Between these two sets of data, it can be shown that the promotion is more effective in drawing registered riders than it is for casual riders.
This question is about what additional pieces of information would be needed to determine whether the Toronto BikeShare program can be considered a financial success.
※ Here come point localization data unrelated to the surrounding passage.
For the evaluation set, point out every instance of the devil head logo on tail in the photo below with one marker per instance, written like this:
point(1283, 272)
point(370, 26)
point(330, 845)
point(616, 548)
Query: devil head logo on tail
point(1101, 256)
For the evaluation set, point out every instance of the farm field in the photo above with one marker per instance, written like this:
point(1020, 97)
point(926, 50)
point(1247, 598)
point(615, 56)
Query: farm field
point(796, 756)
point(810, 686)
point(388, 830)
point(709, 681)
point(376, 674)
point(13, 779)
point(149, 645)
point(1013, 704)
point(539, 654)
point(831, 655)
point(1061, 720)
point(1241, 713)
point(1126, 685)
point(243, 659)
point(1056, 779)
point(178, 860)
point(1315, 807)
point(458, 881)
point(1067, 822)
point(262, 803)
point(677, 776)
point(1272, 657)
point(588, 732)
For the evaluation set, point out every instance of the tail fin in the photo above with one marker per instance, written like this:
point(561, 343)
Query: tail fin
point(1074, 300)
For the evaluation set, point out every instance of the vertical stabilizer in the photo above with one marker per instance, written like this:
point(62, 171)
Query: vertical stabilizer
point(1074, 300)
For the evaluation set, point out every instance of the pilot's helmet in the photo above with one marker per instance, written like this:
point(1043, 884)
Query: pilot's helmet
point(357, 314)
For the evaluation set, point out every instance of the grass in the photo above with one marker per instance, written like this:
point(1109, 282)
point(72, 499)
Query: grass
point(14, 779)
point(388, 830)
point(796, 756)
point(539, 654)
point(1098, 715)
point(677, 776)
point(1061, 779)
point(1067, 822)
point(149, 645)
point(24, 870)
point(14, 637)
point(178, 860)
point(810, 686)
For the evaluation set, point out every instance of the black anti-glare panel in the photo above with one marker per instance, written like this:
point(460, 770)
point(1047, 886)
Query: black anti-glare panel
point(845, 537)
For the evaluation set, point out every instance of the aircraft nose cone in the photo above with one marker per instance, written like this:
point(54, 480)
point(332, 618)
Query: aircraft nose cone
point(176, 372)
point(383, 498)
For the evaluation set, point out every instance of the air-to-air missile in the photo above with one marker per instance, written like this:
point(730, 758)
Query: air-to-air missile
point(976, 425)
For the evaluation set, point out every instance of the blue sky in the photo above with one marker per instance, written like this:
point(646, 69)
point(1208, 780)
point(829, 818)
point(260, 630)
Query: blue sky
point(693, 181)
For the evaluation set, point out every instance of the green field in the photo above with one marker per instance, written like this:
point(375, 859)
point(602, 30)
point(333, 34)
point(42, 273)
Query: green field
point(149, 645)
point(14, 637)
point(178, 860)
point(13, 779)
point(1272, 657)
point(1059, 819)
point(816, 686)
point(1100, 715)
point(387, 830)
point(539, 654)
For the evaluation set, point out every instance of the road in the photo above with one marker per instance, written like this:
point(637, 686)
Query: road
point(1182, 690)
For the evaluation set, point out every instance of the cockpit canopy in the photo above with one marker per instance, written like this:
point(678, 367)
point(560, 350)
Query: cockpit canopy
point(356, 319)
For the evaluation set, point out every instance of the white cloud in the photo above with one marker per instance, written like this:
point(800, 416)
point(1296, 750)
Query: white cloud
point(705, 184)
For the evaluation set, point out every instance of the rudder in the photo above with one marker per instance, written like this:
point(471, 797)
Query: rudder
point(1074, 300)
The first piece of information that would help would be knowing what the original price the riders are going to pay, assuming that registered users pay 50% less than that price on a non-promotional day. This will determine how much revenue is generated, or lost, relative to the promotional program.
Additionally, it would be beneficial to understand what the current number of registered riders there are relative to the number of registered riders that are taking advantage of the promotional days. Registered riders are already paying a monthly fee, so additional revenue may not actually be generated from those riders.
A third set of information that is necessary would be the costs associated with implementing this type of program. Costs such as damage from casual riders, whom are assumed to be less conservative with the equipment that they use less often than registered riders, and also administrative costs of the infrastructure to implement the promotional days.